The vCIO role furthers those responsibilities. MSPs who offer those services must take an even longer view to imagine what those businesses will need to meet their objectives one, two, or even five years in the future. That focus goes beyond IT. Offering vCIO services means someone on your team must understand financial data and objectives and workflow and best practices for that specific industry.
For example, MSPs with medical specializations (i.e., physicians, dental, and chiropractic offices, hospitals, clinics) should be well-versed in HIPAA and insurance requirements and healthcare technologies. Those IT services companies must fully comprehend new industry challenges and opportunities and make insightful recommendations. MSPs need a strong understanding of the medical field to provide vCIO services to these types of organizations.

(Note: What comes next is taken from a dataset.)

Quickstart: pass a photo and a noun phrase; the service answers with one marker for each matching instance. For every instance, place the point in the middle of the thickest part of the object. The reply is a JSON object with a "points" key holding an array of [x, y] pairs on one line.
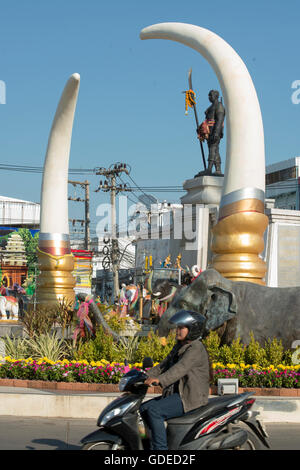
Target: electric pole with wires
{"points": [[86, 222], [110, 185]]}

How can IT services firms gain that level of wisdom and expertise? They earn a vCIO status one client at a time, starting with the longest-standing businesses with the deepest relationships. MSPs must have team members capable of analyzing existing infrastructure and clients’ organizational objectives, including financials, with a strong understanding of the new technology landscape.
Innovation is critical. With more highly distributed workforces and rising operational costs, companies expect vCIOs to offer process improvement ideas and introduce new automation options. Efficiency through technology should be a significant part of that focus.
How can the organization save time and minimize company resource consumption while maximizing revenue streams and cash flow? With deep technical and business expertise, MSPs are perfectly positioned to develop IT infrastructure roadmaps and introduce the innovative new solutions their clients need to meet their strategic goals.
That may require providers to grow their expertise in new areas and collaborate with peers and other third parties to deliver all the tools and support options their clients may need in the future. Most MSPs are ill-equipped to offer every conceivable offering themselves. Unless providers have an unlimited budget for hiring and training, most end up limiting themselves to a core set of service offerings.
However, in their vCIO role, MSPs may identify the need to deliver additional support and more advanced solutions, including SOCs to neutralize growing cybersecurity threats, and MS Business Central to streamline operations and accelerate growth. Collaboration partners can typically handle those roles and allow providers to increase their revenue streams without expanding their payroll.
Broad technical capabilities are invaluable pieces of a vCIO practice. SMBs are looking for outside experts capable of guiding organizational process changes and technology development and effectively securing their operations. MSPs with expertise in those areas and relationships with other experts to fill any potential support gaps can more confidently pitch their services to businesses of any shape or size.